Japanese mayor plans to take maternity leave

It shouldn’t be national news, but it is

The 35-year-old mayor of Yawata City announced this week that she will take maternity leave this fall, making her the first sitting mayor in Japan to do so. The baby is due in September, Shoko Kawada said, and she plans to take as much as four months of leave, before and after the birth. Once she returns to office, she may combine reduced hours with some online work, but she promises to minimize the impact on her constituents.

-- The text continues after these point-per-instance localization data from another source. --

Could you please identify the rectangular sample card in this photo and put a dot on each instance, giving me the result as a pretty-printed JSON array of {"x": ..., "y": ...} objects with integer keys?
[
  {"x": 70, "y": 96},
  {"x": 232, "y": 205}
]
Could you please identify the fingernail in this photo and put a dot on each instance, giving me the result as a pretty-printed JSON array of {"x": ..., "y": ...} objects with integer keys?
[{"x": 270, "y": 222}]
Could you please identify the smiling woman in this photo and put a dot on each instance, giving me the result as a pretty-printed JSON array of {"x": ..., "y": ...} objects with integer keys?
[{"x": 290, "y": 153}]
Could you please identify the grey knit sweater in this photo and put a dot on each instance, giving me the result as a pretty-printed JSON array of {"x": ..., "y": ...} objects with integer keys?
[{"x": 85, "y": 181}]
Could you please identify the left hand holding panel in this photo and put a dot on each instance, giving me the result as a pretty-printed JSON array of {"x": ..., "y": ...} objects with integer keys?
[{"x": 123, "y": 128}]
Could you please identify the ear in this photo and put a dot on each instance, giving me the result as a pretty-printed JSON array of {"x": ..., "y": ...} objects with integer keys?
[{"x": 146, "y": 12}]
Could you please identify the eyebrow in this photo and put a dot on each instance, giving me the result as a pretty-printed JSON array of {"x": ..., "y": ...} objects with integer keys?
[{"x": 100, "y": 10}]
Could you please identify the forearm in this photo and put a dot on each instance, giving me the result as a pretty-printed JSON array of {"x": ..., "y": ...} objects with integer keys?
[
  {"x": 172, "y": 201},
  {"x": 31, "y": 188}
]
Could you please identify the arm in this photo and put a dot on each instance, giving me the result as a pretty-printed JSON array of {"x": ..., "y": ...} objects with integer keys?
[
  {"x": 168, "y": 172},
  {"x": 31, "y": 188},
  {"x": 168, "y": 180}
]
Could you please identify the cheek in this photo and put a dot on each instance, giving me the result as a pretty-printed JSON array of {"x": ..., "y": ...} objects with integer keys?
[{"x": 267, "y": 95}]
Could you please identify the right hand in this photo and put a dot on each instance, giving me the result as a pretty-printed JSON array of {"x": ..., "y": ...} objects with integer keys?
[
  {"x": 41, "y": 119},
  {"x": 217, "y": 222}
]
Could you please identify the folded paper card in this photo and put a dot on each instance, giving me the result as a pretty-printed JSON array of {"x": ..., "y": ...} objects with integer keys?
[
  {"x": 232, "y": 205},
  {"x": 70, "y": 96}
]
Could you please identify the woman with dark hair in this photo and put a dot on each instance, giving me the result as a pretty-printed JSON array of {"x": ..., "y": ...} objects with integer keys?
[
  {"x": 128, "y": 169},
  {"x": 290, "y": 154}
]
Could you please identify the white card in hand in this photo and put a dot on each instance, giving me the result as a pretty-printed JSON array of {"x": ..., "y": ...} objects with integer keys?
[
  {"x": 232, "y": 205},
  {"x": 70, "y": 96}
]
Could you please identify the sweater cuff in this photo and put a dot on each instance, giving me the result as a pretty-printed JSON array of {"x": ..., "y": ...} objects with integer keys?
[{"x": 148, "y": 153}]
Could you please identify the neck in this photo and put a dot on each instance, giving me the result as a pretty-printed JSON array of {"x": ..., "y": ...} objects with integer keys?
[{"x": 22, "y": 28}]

Yawata Mayor Shoko Kawada (Asahi.com)

 

The response has been predictable and not radically different from what she might encounter if she made the same announcement in the United States. Critics say Kawada shouldn’t have run for office if she had plans to get pregnant, given that taxpayers are paying her salary. Supporters, particularly fellow female elected officials, say her courage gives them hope for the future. They point to former New Zealand Prime Minister Jacinda Ardern, who gave birth in 2018 and continued successfully to serve fellow kiwis until 2023.

 

There are legitimate issues to be addressed when an elected official takes maternity leave, but they are surmountable. The corporate world has been solving similar problems for decades, and long before that, elected officials sometimes took leave for illness or injury. We know what the problems are. A deputy must be appointed, a proxy voter must cast votes, and contingency plans should be in place in case of an emergency requiring major, short-fuse decisions.

 

The longer-term career implications for women who take maternity leave are mixed, even in countries with supportive laws. Shoko Kawada’s decision to take a monthslong maternity leave while in office may put a damper on her future political ambitions, but honestly, we all make hard choices in our lives. Many years ago, the movie star Katharine Hepburn said that women can’t have it all. She implied that they need to decide between career and family. It was true then, fifty-plus years ago, and it’s hard even now.

 

Speaking as a former working mother, I have nuanced feelings. Bringing baby to the legislative chamber to cast a vote might make for great social media optics, but it isn’t practical. Let’s face it, babies are disruptive, and a woman needs to say that, because many supportive and sympathetic men know better than to say it out loud, even if they’re thinking it. Babies and children cry, scream, yell, run around, knock things over, and distract mom and everyone else in earshot from work that needs to get done. The times I had to bring my own son to the office—when a nanny called in sick or summer camp ended (as it always seemed to do) weeks before school resumed in the fall—I didn’t get much done. My co-workers were gracious, but it was, frankly, a bit chaotic.

 

With its aging demographic, Japan should lean in to every opportunity to make life easier for mothers. The shift to remote work is happening in Japan, just as it is in the US, and it offers new options for working parents. So, too, does the increased involvement of fathers in parenting.

 

For elected officials in Japan, it will be easier next time, and the next time, and the next. Precedents will be set, regulations and protections will be written, and this won’t be news any longer. For now, I’m proud of Shoko Kawada and am confident that she’ll handle her new balancing act with grace. That’s what moms do.